COURTESY MAYOR CALDWELL’S OFFICE / 2015

Michael D Formby

Former Honolulu City Councilman Michael Formby has been named Pacific Resource Partnership’s new executive director.

Formby, 61, previously served as chief of staff to U.S. Rep. Colleen Hanabusa and was director of the Honolulu Department of Transportation Services under Honolulu Mayor Kirk Caldwell. He also served as a member of the board of the Honolulu Authority for Rapid Transportation that oversees construction of the Honolulu rail project.

Earlier this year Formby served briefly as an interim Honolulu city councilman representing Council District 4, which includes Waikiki and East Honolulu. He held that post from February to April while a do-over election was held between Trevor Ozawa and Tommy Waters after the state Supreme Court invalidated the November election results.

PRP is a partnership of the Hawaii Regional Council of Carpenters and more than 240 of the state’s contractors.

“PRP is a natural fit for me,” Formby said in a written statement. “In my new role, I’ll be able to focus on the two things most important to me: Advocating for sound public policies and implementing those policies in a way that positively impacts the state of Hawaii and its residents.”

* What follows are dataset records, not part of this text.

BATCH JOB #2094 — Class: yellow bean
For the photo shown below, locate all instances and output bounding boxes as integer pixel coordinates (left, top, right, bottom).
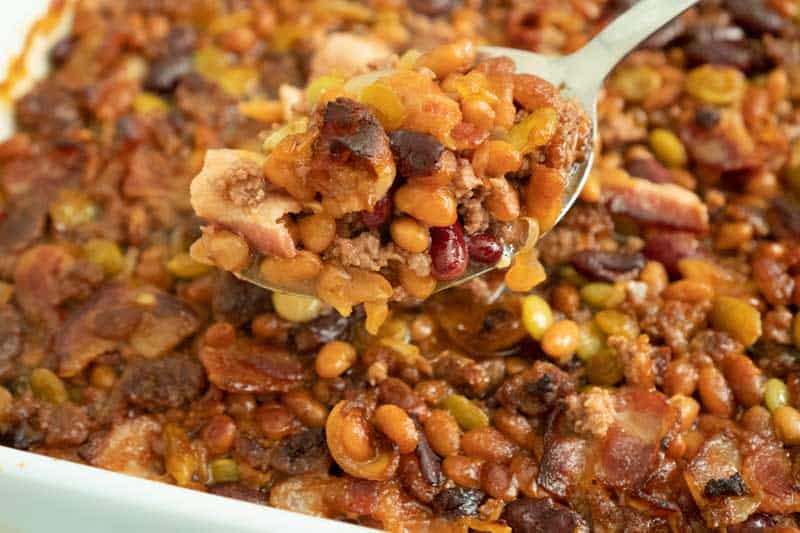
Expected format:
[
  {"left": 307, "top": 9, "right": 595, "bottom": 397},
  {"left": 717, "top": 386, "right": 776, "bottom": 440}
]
[
  {"left": 521, "top": 295, "right": 553, "bottom": 341},
  {"left": 649, "top": 128, "right": 687, "bottom": 168},
  {"left": 711, "top": 296, "right": 762, "bottom": 347}
]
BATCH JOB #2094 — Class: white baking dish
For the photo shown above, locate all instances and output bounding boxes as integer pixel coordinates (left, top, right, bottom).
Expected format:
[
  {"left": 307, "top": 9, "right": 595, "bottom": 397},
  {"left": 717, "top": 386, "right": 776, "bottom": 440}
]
[{"left": 0, "top": 3, "right": 367, "bottom": 532}]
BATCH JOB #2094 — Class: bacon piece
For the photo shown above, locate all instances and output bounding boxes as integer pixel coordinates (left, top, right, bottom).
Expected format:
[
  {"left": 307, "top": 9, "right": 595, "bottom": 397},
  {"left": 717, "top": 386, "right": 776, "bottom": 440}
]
[
  {"left": 190, "top": 149, "right": 301, "bottom": 258},
  {"left": 199, "top": 336, "right": 307, "bottom": 393},
  {"left": 596, "top": 388, "right": 677, "bottom": 489},
  {"left": 14, "top": 244, "right": 103, "bottom": 330},
  {"left": 269, "top": 475, "right": 423, "bottom": 528},
  {"left": 309, "top": 33, "right": 392, "bottom": 79},
  {"left": 128, "top": 291, "right": 201, "bottom": 358},
  {"left": 545, "top": 387, "right": 677, "bottom": 499},
  {"left": 685, "top": 433, "right": 760, "bottom": 528},
  {"left": 680, "top": 109, "right": 758, "bottom": 171},
  {"left": 742, "top": 441, "right": 800, "bottom": 515},
  {"left": 538, "top": 433, "right": 588, "bottom": 498},
  {"left": 602, "top": 169, "right": 709, "bottom": 232},
  {"left": 0, "top": 191, "right": 49, "bottom": 254},
  {"left": 86, "top": 416, "right": 163, "bottom": 480},
  {"left": 124, "top": 145, "right": 185, "bottom": 202},
  {"left": 56, "top": 285, "right": 200, "bottom": 377}
]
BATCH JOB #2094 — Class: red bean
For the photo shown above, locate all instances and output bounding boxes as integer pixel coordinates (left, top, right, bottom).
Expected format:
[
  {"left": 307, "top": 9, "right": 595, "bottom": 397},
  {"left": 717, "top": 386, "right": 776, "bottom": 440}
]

Formby, who is a lawyer, also served as deputy director of the state Harbors Division under former Gov. Linda Lingle and was acting director of the state Department of Transportation, which has responsibility for state highways, airports and harbors.

“Mike steps into his role at PRP at a critical time,” said Dale Sakamoto-Yoneda, president of S & M Sakamoto, Inc. and a member of the committee formed to select PRP’s executive director. “The state is facing a number of challenges and it’ll be up to organizations like PRP to help lead discussions around issues such as affordable housing, the cost of living, homelessness, and education.”

PRP and the carpenters have taken on increasingly intense and controversial roles in state and county elections in recent years, with political action committees funded by the carpenters injecting millions of dollars into campaign advertising for their favorite candidates.

Last year the carpenters spent many hundreds of thousands of dollars in support of Hanabusa’s ultimately unsuccessful bid to unseat Gov. David Ige and in support of Josh Green’s successful campaign for lieutenant governor.

The pro-Hanabusa, pro-Green and anti-Ige advertising fielded by a carpenters’ political action committee called Be Change Now dominated the local on-air political advertising for weeks leading up to the 2018 elections.

The Pacific Resources PAC in 2012 spent $3.6 million on advertising trying to persuade voters to reject former Gov. Ben Cayetano’s mayoral campaign. PRP has been a staunch supporter of the city rail project, which Cayetano opposed.

Cayetano later filed a defamation lawsuit against the PRP PAC, which was settled when PRP agreed to issue a public apology and donate $125,000 to two charities.